Home Front, Continued

My friend Jerry adds this on the issue of the Quiet Home Front:

One of my history professors said that the modern age of the nation-state began with the institution of the levee en masse in August of 1793. With the institution of conscription, wars engaged entire nations, not just armies; thus, the major conflicts of the twentieth century owed much to a pattern developed in the eighteenth. If this is true, then one might say the nation-state passed into its post-modern phase in July of 1973, when the draft bill expired and the United States began transitioning to an all-volunteer force.

While ending the draft was a politically brilliant move by Nixon, it also boded ill for the health of the democratic nation-state. When they didn't have to worry about being forced into the service themselves, many ordinary Americans stopped caring about what their military was being asked to do in their name.

This, then, is the post-modern world we are living in: as Andrew Bacevich writes, serving one's country has become "strictly a matter of personal choice," little more than a drab option in a dizzying array of bright potential careers. Given that fact, should it surprise anyone that there is such a rift between the civilian world and the military one? Or that the military is being stretched to the breaking point, whipped nearly to death by its civilian taskmasters with nary a protest from the public that is supposed to be overseeing everything?

His point is certainly backed up by my recent trip to Israel, where everyone is required to serve two years in the military (though women also have a national service option).
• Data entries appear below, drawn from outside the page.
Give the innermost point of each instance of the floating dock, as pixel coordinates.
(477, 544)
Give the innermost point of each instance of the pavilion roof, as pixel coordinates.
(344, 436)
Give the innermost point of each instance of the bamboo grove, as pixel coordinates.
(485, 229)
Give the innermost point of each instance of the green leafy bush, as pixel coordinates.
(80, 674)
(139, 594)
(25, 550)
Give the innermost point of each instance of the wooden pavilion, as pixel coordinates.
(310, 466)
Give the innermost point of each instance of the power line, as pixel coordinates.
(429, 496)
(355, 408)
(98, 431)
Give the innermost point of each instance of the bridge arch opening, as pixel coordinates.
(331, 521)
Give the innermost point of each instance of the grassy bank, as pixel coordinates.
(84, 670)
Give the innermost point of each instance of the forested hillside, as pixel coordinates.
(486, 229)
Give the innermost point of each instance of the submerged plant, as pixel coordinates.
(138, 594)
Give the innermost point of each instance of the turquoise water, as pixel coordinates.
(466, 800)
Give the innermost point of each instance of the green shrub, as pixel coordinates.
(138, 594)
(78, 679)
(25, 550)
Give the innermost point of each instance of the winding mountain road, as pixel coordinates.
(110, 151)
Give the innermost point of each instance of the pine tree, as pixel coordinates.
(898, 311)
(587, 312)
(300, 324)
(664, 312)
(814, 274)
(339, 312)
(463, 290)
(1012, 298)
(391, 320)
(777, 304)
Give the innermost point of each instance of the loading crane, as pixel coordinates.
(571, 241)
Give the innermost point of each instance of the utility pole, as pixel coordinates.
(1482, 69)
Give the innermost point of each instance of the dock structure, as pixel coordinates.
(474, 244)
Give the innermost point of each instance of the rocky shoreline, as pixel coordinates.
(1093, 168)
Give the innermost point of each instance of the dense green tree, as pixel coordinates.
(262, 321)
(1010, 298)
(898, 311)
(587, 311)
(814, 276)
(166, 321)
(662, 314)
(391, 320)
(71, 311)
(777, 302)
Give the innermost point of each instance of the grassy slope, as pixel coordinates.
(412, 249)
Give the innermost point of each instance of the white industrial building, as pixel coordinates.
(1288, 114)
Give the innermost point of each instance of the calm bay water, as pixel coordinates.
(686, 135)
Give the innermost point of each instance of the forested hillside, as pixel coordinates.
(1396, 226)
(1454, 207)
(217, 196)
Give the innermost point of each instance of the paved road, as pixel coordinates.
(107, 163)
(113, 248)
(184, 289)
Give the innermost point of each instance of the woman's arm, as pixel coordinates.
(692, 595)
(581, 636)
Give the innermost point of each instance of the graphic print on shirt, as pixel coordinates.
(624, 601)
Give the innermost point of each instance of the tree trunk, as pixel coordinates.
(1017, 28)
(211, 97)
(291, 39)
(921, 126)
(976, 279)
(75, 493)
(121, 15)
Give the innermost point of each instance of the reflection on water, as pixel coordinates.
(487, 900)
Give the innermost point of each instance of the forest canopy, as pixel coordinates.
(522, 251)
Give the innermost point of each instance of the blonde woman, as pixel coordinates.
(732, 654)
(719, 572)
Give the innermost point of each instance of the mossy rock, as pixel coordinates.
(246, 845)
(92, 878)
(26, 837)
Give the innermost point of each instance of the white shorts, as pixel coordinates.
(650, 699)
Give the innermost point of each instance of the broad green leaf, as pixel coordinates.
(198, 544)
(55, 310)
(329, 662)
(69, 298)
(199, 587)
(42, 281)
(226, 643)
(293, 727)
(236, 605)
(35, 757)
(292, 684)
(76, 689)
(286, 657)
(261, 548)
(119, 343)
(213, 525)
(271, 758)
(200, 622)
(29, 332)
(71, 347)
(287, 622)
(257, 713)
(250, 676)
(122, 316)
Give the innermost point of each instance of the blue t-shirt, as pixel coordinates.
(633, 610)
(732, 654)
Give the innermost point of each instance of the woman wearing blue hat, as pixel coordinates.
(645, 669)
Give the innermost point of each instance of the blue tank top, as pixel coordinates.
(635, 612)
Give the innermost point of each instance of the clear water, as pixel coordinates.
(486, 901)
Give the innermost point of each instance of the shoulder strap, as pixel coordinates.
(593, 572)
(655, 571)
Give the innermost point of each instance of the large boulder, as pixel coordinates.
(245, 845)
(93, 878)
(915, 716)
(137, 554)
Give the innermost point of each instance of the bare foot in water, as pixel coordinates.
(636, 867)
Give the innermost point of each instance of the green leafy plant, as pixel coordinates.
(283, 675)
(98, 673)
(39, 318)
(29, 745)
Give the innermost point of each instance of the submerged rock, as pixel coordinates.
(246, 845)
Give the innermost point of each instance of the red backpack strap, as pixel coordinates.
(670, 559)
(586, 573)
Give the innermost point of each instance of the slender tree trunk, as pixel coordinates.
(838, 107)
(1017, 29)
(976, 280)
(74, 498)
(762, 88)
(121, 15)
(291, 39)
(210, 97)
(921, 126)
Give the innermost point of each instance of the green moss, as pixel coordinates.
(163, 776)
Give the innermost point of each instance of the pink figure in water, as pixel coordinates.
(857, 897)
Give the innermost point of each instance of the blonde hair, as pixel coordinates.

While I don't yet support something like this in the United States, there is no doubt that it does help foster a "we're all in this together" attitude, where the citizenry is more willing to tolerate disruption in their lives as part of the ongoing struggle against Palestinians and Arab nations. Everyone in Israel has either served in the military or has friends or family currently serving in the military. I remember at one point on my trip I went into a supermarket with a soldier on a road outside Jerusalem. Before we entered, the soldier flashed his military ID card to a security gaurd. He told the gaurd that I was with him. As we were walking through the supermarket, I asked the soldier if you had to show ID to enter, and he said that if he hadn't they probably would have searched our bags. It was surprising to me that they'd be searching bags at what was essentially the equivelent of a suburban Kroger. When the soldier saw by the look on my face that I thought this was a bit odd, he matter-of-factly responded, "It's a store." It was no big deal to him. All part of going shopping. In NYC, they are doing random bag searches in the subway, an ideal terrorist target, and you have the ACLU hyperventilating.

But how much of this is a "chicken or egg" scenario? Is a society's willingness to sacrifice a condition that must be met for a government to impose something such as a draft? It's no coincidence that Nixon ended the draft during the unpopular Vietnam War. Israelis tolerate mandatory military service (and other disruptions to everyday life), because they know it is all a matter of their survival. They have their backs against the Mediterranean Sea, and are surrounded by enemies. Americans simply do not see the war against terrorism as one of survival.